Four reasons Ryan Lowe will get Plymouth Argyle firing

28.10.2019 16:00:34 James Richards
Plymouth Argyle stadium

Argyle’s slide into League Two last season was pretty dramatic and it was no surprise to anyone when Derek Adams paid the ultimate price and was sacked following a dismal performance at Accrington last April.

The appointment of Ryan Lowe seemed to take an age to get over the line but as soon as the deal was completed, the sense of optimism around Home Park was palpable. This is a man who had just got Bury promoted playing some of the most fluid and attractive football in the EFL.

After his arrival in Devon, it didn’t take long for a number of his former players to jump from the sinking ship that was Bury FC and climb on board HMS Argyle for the 2019-20 campaign.

It has been a mixed start to his tenure but here are four reasons why Ryan Lowe will get the Pilgrims pushing for promotion this season.


Unwavering faith in the system

Ryan Lowe has been asked several times whether he would consider playing a different style of football when results have not always been going his way but to his credit, he has refused to compromise his philosophy.

Following defeat in the Devon derby at the weekend, Lowe reiterated his belief in the way he works despite being on the end of a 4-0 drubbing.

“I have told you in my Press conferences all the time I will never change my way of football and my style of football,” he told the Plymouth Herald.

“I will never change the way I coach, I will never change the way I manage.”

Having such a strong confidence in the way he goes about managing his team will surely rub off on the players, helping them to buy into the style and therefore be more effective at implementing it week-in-week-out.


The numbers

It is easy in football to look at results and make sweeping statements about how a side is performing based purely on this alone but that may not be telling the true story.

Argyle’s defeat against Exeter left them sat in 10th place, just four points outside the play-off places – hardly a disaster. The Pilgrims have scored the joint second most goals (24) in the division but they have conceded the same as many of the sides sitting in mid-table or lower (20).

With an expansive style comes risks and this was the same at Bury last where they conceded a lot of goals but in turn scored a lot as well.

In terms of attacking data, the Pilgrims have many encouraging metrics to call upon. They are currently 5th in the division when it comes to shots per game (13.8) while they are joint second in League Two when looking at shots on target per game (4.8). They are also second in the division for touches in the box per game (17.95) which indicates they frequently get into advance attacking positions.

These don’t mean a lot in isolation but when a few of them add up you can start to paint a picture of how the side are performing over a period of time.

Another important metric, one that proves how much of an impact the creative players are having on the pitch is the number of completed key pass (a pass to a teammate in a goalscoring position or one that cuts off three opposition players in the attacking phase) the Pilgrims have completed per game.

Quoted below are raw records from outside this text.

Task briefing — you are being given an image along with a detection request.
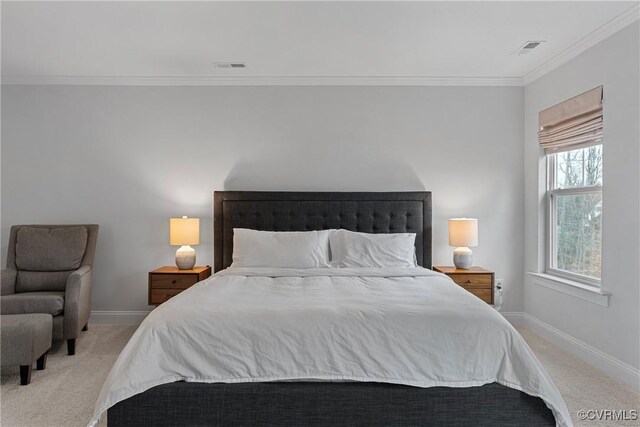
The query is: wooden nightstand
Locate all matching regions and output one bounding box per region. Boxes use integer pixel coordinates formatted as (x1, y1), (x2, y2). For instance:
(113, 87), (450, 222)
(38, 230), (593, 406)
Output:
(149, 266), (211, 305)
(433, 265), (495, 304)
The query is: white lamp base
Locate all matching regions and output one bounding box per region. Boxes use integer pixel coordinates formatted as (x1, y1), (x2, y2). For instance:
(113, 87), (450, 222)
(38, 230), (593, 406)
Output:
(176, 245), (196, 270)
(453, 246), (473, 270)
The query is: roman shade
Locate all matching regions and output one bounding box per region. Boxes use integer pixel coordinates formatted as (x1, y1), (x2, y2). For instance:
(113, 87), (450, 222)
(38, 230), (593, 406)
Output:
(538, 86), (603, 154)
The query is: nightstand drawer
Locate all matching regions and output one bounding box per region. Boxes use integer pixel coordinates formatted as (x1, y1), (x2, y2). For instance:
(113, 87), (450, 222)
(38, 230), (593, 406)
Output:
(448, 273), (493, 289)
(433, 265), (494, 304)
(149, 289), (184, 305)
(147, 265), (211, 305)
(151, 274), (198, 289)
(466, 288), (493, 304)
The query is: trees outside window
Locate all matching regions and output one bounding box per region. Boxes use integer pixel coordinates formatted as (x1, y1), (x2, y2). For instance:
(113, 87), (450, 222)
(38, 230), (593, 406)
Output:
(547, 144), (602, 286)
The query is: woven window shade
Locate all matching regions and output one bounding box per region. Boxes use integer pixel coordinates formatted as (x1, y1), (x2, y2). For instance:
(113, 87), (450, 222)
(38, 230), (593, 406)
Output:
(538, 86), (603, 154)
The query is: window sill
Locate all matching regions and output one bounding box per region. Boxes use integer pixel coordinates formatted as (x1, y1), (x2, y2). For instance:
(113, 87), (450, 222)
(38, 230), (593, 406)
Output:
(527, 273), (611, 307)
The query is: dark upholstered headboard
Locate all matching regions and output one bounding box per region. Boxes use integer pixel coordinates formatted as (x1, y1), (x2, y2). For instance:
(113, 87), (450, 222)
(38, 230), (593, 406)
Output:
(213, 191), (431, 271)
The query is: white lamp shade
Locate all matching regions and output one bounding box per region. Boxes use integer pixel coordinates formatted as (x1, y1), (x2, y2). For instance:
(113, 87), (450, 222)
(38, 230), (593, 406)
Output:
(169, 216), (200, 246)
(449, 218), (478, 247)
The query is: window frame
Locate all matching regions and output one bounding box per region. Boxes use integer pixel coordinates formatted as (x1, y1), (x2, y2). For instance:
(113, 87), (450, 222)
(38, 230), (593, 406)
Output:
(545, 149), (604, 288)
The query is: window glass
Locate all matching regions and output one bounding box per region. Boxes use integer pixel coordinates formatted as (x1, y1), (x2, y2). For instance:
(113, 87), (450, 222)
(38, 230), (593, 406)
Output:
(555, 145), (602, 188)
(555, 191), (602, 279)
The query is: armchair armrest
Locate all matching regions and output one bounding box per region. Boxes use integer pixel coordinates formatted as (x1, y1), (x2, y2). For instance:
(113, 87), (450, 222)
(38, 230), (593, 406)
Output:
(0, 268), (18, 295)
(63, 265), (91, 339)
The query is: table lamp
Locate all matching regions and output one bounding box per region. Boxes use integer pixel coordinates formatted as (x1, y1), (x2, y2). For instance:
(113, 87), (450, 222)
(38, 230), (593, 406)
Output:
(169, 216), (200, 270)
(449, 218), (478, 270)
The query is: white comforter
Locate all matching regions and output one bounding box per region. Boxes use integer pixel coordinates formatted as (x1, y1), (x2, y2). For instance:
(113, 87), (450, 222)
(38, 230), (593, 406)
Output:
(91, 268), (571, 426)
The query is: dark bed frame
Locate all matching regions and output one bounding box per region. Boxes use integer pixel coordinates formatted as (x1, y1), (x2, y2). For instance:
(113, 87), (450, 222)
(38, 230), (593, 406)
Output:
(108, 191), (555, 427)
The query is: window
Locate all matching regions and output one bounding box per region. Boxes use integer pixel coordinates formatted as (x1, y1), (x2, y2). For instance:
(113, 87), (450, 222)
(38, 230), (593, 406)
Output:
(538, 86), (603, 286)
(547, 144), (602, 286)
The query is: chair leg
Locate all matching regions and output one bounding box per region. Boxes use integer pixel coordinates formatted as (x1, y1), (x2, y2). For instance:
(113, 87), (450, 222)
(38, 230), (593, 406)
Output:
(20, 365), (32, 385)
(36, 350), (49, 371)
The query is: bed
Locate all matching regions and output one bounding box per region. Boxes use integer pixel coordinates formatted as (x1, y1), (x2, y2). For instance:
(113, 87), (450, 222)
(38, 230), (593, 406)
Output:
(92, 192), (571, 426)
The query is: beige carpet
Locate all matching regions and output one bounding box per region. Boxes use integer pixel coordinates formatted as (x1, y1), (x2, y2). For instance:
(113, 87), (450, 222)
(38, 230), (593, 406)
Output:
(0, 325), (640, 427)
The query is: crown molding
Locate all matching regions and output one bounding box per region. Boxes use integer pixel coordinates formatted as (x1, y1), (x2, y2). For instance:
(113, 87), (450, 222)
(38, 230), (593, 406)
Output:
(2, 2), (640, 86)
(2, 76), (522, 86)
(522, 3), (640, 86)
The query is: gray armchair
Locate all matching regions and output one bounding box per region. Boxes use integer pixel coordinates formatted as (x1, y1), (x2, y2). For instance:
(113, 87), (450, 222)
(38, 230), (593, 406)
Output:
(0, 224), (98, 355)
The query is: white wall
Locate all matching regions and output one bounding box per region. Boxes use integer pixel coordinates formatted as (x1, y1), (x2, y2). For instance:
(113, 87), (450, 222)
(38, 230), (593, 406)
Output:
(1, 86), (524, 311)
(524, 23), (640, 369)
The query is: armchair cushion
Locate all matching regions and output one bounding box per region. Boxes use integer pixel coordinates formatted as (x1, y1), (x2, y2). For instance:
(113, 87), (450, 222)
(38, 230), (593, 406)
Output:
(0, 268), (17, 295)
(0, 292), (64, 316)
(15, 226), (88, 271)
(16, 271), (72, 292)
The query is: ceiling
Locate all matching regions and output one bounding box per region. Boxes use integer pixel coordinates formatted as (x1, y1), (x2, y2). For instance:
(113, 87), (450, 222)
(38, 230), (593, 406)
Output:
(1, 1), (638, 85)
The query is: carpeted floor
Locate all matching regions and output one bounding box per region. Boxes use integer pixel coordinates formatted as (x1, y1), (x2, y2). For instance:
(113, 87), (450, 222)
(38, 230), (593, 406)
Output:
(0, 325), (640, 427)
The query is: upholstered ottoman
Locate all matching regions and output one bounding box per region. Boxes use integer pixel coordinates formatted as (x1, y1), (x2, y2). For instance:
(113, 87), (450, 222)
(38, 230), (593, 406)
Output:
(0, 313), (53, 385)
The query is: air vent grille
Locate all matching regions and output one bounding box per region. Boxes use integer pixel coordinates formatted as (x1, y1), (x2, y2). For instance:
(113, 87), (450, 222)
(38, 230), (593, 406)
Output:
(511, 40), (545, 56)
(212, 62), (247, 69)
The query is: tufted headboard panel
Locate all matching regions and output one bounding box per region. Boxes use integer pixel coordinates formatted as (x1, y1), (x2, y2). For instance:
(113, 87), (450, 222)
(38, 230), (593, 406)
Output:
(213, 191), (431, 271)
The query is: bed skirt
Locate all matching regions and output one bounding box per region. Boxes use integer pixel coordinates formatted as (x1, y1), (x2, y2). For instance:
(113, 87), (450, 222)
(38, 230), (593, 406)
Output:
(107, 382), (555, 427)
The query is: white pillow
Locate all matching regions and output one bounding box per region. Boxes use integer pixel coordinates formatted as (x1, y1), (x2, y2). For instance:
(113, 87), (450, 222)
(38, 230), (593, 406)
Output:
(231, 228), (330, 268)
(329, 229), (417, 268)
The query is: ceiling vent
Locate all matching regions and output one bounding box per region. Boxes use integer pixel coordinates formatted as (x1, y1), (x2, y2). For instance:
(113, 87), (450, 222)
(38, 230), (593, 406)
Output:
(212, 62), (247, 69)
(511, 40), (545, 56)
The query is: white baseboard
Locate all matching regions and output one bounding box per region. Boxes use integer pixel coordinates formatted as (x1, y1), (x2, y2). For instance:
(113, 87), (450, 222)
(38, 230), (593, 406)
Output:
(89, 310), (150, 325)
(501, 312), (640, 390)
(500, 311), (525, 326)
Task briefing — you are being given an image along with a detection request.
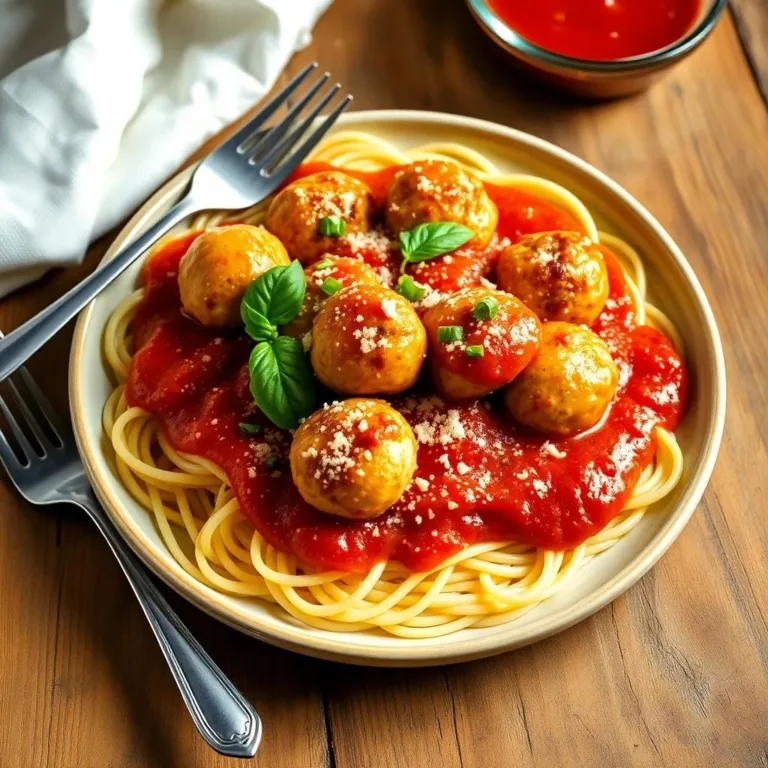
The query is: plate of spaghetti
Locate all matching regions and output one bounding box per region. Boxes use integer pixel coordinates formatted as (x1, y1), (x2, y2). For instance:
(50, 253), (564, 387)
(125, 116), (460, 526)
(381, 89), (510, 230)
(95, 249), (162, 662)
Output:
(70, 112), (725, 665)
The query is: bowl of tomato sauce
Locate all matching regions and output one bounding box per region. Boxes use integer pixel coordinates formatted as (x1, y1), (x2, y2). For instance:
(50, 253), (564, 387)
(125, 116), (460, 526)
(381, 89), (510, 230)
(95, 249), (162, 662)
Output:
(466, 0), (727, 98)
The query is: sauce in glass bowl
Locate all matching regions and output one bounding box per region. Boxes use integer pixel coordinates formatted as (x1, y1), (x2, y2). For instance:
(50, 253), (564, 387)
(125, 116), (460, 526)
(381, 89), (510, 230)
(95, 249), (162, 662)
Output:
(488, 0), (701, 61)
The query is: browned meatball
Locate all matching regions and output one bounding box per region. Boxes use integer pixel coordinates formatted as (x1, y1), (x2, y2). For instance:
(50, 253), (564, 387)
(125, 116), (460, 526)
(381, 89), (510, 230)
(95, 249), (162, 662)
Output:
(504, 323), (619, 436)
(291, 398), (417, 520)
(312, 285), (427, 395)
(498, 232), (608, 325)
(179, 224), (290, 328)
(266, 171), (373, 264)
(424, 287), (539, 399)
(386, 160), (499, 248)
(283, 254), (381, 338)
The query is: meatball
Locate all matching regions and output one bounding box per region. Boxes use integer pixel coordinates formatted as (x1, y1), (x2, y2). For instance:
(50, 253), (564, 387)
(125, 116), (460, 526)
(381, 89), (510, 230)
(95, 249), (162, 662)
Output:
(386, 160), (499, 248)
(283, 254), (380, 338)
(424, 287), (540, 400)
(497, 232), (608, 325)
(504, 323), (619, 437)
(291, 398), (417, 520)
(179, 224), (290, 328)
(266, 171), (373, 264)
(312, 285), (427, 395)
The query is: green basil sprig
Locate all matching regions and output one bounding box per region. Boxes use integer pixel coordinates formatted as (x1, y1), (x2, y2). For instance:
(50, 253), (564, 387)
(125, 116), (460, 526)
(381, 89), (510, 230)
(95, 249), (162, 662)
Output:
(400, 221), (475, 272)
(240, 261), (315, 429)
(248, 336), (315, 429)
(240, 261), (307, 332)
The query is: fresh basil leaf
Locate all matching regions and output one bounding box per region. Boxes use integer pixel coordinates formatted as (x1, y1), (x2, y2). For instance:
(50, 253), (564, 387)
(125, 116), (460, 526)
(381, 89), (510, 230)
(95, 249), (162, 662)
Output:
(400, 221), (475, 264)
(240, 303), (277, 341)
(320, 216), (347, 237)
(248, 336), (315, 429)
(241, 261), (307, 325)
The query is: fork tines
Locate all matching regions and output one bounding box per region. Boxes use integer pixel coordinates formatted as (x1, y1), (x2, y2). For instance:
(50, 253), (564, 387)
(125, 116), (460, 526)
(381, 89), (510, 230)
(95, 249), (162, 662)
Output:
(221, 62), (352, 182)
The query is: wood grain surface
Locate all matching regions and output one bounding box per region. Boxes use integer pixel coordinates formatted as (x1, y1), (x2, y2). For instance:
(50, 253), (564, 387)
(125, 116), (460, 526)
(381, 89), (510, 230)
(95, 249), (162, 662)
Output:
(0, 0), (768, 768)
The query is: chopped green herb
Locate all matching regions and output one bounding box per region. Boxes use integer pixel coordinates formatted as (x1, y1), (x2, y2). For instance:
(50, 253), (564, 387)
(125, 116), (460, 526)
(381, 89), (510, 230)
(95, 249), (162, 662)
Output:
(395, 275), (427, 301)
(472, 296), (499, 320)
(320, 277), (341, 296)
(437, 325), (464, 344)
(320, 216), (347, 237)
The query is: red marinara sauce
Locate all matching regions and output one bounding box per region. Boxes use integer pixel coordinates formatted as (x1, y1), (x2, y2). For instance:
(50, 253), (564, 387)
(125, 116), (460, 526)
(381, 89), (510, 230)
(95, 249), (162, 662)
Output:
(488, 0), (701, 61)
(127, 164), (688, 572)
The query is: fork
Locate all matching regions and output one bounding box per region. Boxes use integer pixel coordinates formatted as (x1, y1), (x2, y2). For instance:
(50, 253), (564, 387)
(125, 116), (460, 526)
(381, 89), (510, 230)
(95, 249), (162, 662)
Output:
(0, 366), (262, 758)
(0, 62), (352, 381)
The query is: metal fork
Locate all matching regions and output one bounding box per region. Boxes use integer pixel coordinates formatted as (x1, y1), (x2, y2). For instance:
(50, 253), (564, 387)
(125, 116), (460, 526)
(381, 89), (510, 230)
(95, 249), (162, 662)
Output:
(0, 367), (262, 758)
(0, 63), (352, 381)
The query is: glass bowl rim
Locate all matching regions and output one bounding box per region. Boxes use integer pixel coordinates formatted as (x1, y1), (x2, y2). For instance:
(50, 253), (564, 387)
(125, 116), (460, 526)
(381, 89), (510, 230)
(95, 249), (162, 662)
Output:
(466, 0), (728, 73)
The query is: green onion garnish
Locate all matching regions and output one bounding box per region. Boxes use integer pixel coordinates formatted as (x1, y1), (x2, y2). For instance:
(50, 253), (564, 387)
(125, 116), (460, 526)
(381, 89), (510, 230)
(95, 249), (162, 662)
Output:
(320, 277), (342, 296)
(437, 325), (464, 344)
(320, 216), (347, 237)
(395, 275), (427, 301)
(472, 296), (499, 320)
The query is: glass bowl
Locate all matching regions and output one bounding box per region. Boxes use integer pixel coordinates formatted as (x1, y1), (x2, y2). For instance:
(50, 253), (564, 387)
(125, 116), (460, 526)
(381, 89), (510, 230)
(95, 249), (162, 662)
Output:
(466, 0), (727, 99)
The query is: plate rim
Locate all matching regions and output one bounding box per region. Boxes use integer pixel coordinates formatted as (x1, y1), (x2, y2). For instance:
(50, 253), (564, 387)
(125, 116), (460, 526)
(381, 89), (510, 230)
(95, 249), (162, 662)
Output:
(68, 110), (726, 666)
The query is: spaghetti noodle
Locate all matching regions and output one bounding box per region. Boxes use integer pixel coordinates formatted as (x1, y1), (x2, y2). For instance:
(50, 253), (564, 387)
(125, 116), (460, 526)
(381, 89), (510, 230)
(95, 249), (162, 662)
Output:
(103, 131), (683, 638)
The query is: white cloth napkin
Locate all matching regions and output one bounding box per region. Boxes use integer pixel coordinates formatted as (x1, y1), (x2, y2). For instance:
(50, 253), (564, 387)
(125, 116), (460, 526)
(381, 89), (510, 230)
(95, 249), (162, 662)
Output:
(0, 0), (332, 295)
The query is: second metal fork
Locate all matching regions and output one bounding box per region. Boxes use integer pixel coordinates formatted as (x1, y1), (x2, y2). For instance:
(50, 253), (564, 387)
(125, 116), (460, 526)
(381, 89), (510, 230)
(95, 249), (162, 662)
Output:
(0, 367), (262, 758)
(0, 64), (352, 381)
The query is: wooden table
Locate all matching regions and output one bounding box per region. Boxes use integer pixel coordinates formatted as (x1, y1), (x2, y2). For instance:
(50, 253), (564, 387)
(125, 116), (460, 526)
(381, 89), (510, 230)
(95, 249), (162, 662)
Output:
(0, 0), (768, 768)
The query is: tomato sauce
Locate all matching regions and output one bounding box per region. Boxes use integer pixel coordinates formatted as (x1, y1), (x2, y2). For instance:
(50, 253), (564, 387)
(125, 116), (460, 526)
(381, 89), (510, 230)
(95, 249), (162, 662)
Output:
(488, 0), (701, 61)
(127, 168), (688, 572)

The third most in League Two with an average of 10.7 per game while having the third best pass completion rate of 77.6%. The suggestion with all this data is that Argyle have a lot more to come from their play than they currently seeing and if they can keep it up, it won’t be long before they move up the table. 


Consistency of selection

One of the most frustrating things for Ryan Lowe so far this campaign is the number of injuries he has had to deal with. The frequency of niggling knocks which have kept players out of the side long-term has been disappointing and force the manager to make a number of changes to his first team XI.

This has meant that it is hard for Argyle to find their rhythm but with most of the players back now it could see Lowe able to keep the same XI out on the pitch for a stretch of games, a fact that has helped rivals Crewe maintain such a strong league position.


The talent is there

There are a number of expression, most unrepeatable here, that tell us it is hard to get good results out of a poor squad, however, Argyle have a group of players that could easily play at a higher level and indeed many should have been had Bury not run into financial problems.

The likes of Danny Mayor and Ryan Taylor are both excellent talents while Callum McFadzean, Antoni Sarcevic and Jose Baxter are also technically gifted.

With these players at his disposal, Ryan Lowe already has a huge advantage over some of his rivals in League Two which is why the Pilgrims are the team to watch this season.